Some of the revenue from the tax hike would then go to schools under Proposition 98.
Senior Jonathan Bash, a political science major at UCLA, said Brown's argument was persuasive.
"I've seen my tuition almost double. I'm already $20,000 in debt, and I have a year to go. This is one way we can prevent fee increases. It's going to go up 20 percent if we don't do anything," said Bash.
Aaron McLear, a consultant for the "No on 30" campaign, said Brown's proposition is built on a false premise.
He said there's no guarantee the extra revenue from higher taxes will go to schools and colleges.
"The idea that the governor, the legislative leaders, and the unions are holding a gun to voters' heads saying, 'This may not provide any more money to schools, but if you don't vote for this, we'll ruin the schools…' People don't like that message," said McLear.
Brown, however, had more to worry about than his opposition.
Apathetic students, for example, who said they're so busy, they don't have time to look at ballot propositions.
"I look at Facebook more than I would look at…I don't know the last time I watched the evening news," said Katrina Dimaano.

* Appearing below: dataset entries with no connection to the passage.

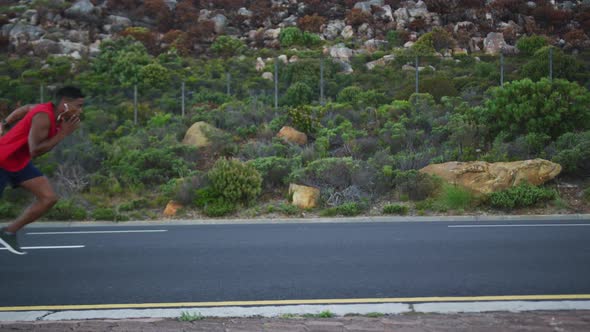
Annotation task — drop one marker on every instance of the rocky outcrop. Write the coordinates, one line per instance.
(172, 209)
(196, 135)
(292, 135)
(484, 178)
(304, 197)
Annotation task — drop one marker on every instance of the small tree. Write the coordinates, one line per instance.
(523, 107)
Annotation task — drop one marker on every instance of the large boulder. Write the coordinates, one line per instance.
(304, 197)
(494, 43)
(484, 178)
(292, 135)
(172, 209)
(196, 135)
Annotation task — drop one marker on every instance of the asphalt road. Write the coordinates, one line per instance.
(198, 263)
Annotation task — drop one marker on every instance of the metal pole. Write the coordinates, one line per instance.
(417, 75)
(322, 102)
(135, 104)
(228, 83)
(276, 82)
(182, 107)
(551, 63)
(501, 69)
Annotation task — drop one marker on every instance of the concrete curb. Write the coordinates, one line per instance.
(300, 310)
(365, 219)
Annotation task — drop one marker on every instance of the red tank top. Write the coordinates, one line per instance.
(14, 145)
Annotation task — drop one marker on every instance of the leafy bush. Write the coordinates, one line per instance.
(306, 118)
(350, 209)
(235, 181)
(66, 209)
(417, 186)
(523, 195)
(564, 66)
(455, 198)
(292, 36)
(573, 153)
(298, 94)
(395, 209)
(336, 174)
(274, 170)
(548, 107)
(8, 210)
(107, 214)
(528, 45)
(212, 203)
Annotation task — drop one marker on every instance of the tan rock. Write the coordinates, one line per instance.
(484, 178)
(292, 135)
(303, 196)
(172, 208)
(195, 135)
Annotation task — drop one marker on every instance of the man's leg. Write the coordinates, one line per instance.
(45, 199)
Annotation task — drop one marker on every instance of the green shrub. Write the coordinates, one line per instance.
(212, 203)
(455, 198)
(523, 195)
(564, 66)
(66, 209)
(417, 186)
(573, 153)
(134, 205)
(235, 181)
(349, 209)
(395, 209)
(298, 94)
(306, 118)
(105, 214)
(546, 107)
(275, 170)
(8, 210)
(528, 45)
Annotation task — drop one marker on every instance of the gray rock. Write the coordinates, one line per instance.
(82, 8)
(380, 62)
(365, 6)
(272, 34)
(418, 9)
(386, 15)
(244, 12)
(333, 29)
(347, 32)
(365, 30)
(118, 20)
(289, 21)
(171, 4)
(345, 67)
(69, 47)
(373, 45)
(45, 47)
(493, 43)
(340, 52)
(220, 22)
(78, 36)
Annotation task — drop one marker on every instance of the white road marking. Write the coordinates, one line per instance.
(518, 225)
(100, 232)
(50, 247)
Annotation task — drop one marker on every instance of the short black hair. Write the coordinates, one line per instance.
(69, 92)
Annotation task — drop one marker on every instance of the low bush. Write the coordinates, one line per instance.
(523, 195)
(395, 209)
(235, 181)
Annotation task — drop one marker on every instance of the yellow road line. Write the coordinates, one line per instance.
(299, 302)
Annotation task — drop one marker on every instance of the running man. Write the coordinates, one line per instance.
(40, 129)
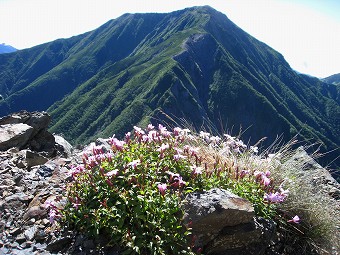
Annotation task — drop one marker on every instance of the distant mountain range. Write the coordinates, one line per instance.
(193, 64)
(333, 79)
(6, 48)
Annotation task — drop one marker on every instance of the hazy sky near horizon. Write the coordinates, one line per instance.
(306, 32)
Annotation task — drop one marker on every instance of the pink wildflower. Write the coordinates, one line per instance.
(177, 157)
(177, 131)
(112, 173)
(138, 131)
(265, 180)
(295, 219)
(52, 215)
(134, 163)
(274, 197)
(173, 176)
(163, 147)
(150, 127)
(116, 144)
(243, 173)
(178, 182)
(196, 170)
(162, 188)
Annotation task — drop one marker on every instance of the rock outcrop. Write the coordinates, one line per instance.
(224, 223)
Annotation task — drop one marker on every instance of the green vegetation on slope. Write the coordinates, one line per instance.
(193, 64)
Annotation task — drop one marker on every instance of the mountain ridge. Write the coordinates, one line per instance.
(193, 63)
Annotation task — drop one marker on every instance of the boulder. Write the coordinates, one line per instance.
(223, 223)
(64, 147)
(14, 135)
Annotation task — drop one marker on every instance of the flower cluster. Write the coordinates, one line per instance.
(133, 190)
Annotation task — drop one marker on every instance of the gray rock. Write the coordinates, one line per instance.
(224, 223)
(35, 159)
(35, 212)
(59, 244)
(14, 135)
(63, 146)
(30, 233)
(211, 211)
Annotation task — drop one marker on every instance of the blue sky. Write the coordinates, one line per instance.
(306, 32)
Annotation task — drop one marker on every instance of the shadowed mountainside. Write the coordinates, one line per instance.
(194, 63)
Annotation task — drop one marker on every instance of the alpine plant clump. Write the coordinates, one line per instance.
(133, 192)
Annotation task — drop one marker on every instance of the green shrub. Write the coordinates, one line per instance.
(133, 193)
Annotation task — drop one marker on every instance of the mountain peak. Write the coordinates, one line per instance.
(194, 64)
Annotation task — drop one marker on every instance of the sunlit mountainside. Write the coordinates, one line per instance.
(194, 64)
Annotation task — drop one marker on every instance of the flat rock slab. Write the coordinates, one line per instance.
(209, 212)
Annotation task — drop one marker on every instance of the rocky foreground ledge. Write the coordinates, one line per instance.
(34, 167)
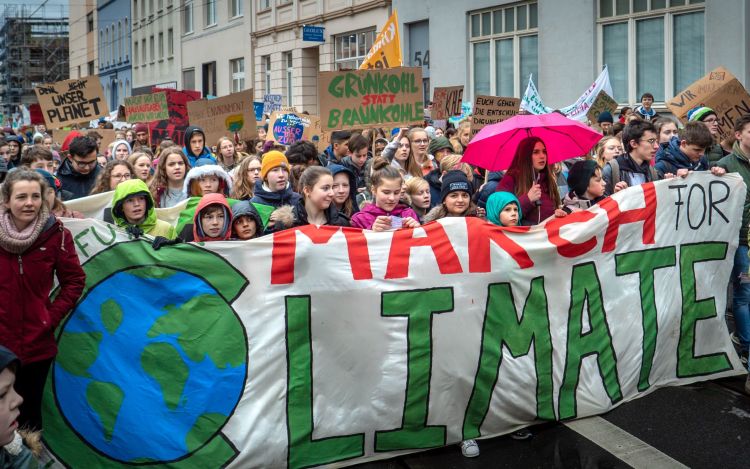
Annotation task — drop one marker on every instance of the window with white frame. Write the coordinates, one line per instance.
(654, 46)
(238, 74)
(210, 13)
(350, 49)
(289, 71)
(235, 9)
(504, 49)
(187, 17)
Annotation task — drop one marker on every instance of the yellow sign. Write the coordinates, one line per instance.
(386, 50)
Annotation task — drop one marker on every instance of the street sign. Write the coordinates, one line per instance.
(313, 33)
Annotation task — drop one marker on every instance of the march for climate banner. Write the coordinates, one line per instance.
(330, 345)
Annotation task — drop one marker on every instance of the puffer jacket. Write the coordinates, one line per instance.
(28, 316)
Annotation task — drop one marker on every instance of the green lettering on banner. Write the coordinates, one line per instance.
(694, 310)
(418, 306)
(644, 263)
(303, 450)
(503, 328)
(586, 287)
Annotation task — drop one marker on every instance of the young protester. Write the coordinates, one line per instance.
(79, 171)
(316, 206)
(586, 186)
(245, 178)
(503, 209)
(633, 168)
(246, 222)
(133, 208)
(455, 197)
(34, 249)
(385, 213)
(141, 164)
(194, 145)
(167, 185)
(418, 190)
(531, 179)
(113, 174)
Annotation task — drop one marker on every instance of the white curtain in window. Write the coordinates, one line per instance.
(504, 67)
(482, 68)
(615, 55)
(689, 55)
(649, 58)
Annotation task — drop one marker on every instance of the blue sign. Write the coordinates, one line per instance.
(313, 33)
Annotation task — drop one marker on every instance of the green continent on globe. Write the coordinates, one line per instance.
(78, 351)
(202, 330)
(164, 363)
(105, 399)
(111, 313)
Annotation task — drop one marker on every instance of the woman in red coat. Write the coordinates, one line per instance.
(34, 247)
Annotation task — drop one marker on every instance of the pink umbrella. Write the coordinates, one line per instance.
(494, 147)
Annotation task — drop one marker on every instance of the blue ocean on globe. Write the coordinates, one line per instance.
(145, 428)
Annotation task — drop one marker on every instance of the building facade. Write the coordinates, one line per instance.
(82, 58)
(114, 50)
(286, 64)
(156, 28)
(657, 46)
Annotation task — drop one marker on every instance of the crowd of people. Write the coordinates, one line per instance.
(239, 190)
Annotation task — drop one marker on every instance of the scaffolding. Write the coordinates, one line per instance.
(33, 50)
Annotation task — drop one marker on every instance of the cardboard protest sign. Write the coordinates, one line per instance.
(228, 116)
(491, 110)
(289, 127)
(71, 101)
(146, 107)
(363, 98)
(720, 91)
(480, 328)
(603, 102)
(386, 50)
(447, 102)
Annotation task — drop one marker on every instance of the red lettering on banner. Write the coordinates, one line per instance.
(564, 247)
(284, 251)
(437, 239)
(617, 218)
(480, 234)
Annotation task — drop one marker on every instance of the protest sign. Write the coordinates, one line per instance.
(363, 98)
(228, 116)
(491, 110)
(271, 102)
(146, 107)
(446, 102)
(720, 91)
(71, 101)
(603, 102)
(477, 329)
(286, 128)
(386, 50)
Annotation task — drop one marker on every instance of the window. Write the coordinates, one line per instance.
(266, 59)
(238, 74)
(188, 79)
(654, 46)
(210, 12)
(289, 70)
(187, 17)
(350, 49)
(504, 49)
(235, 9)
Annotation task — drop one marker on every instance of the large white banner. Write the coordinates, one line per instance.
(317, 346)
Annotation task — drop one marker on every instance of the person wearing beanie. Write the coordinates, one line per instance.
(605, 121)
(455, 197)
(503, 209)
(586, 186)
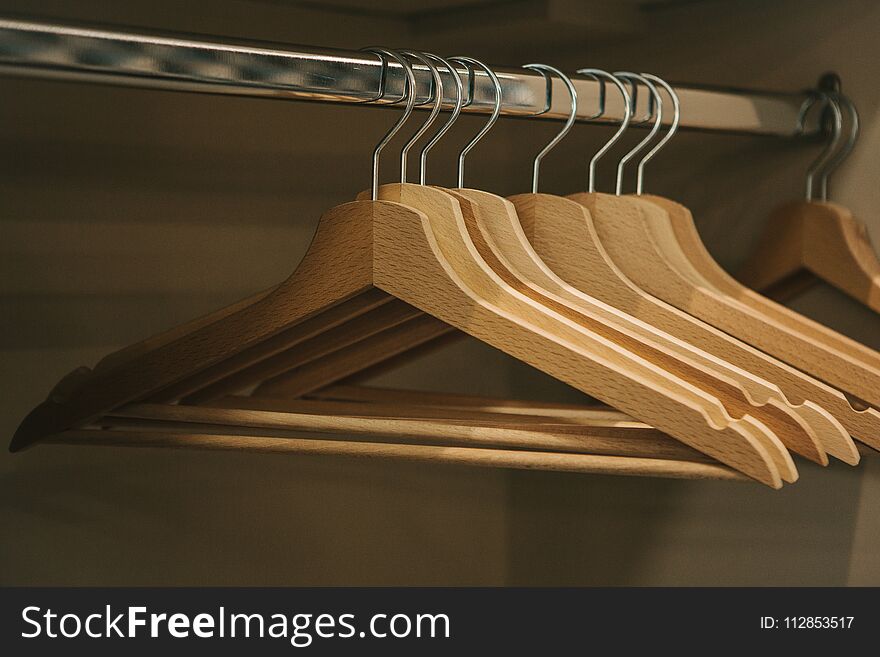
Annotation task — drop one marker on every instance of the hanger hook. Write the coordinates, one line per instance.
(544, 69)
(409, 90)
(496, 110)
(453, 117)
(831, 165)
(827, 155)
(436, 96)
(595, 73)
(673, 128)
(658, 118)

Brown responded to students like Dimaano, "My plea to you is don't be complacent. We can win. Proposition 30 can win. You can avoid the tuition hike if you get out…talk to people you know who may not be voting."
In recent weeks, Prop 30 has been taking fire from all sides, primarily in radio and television ads by the Howard Jarvis Taxpayers Association and the Proposition 38 campaign, a similar but competing measure.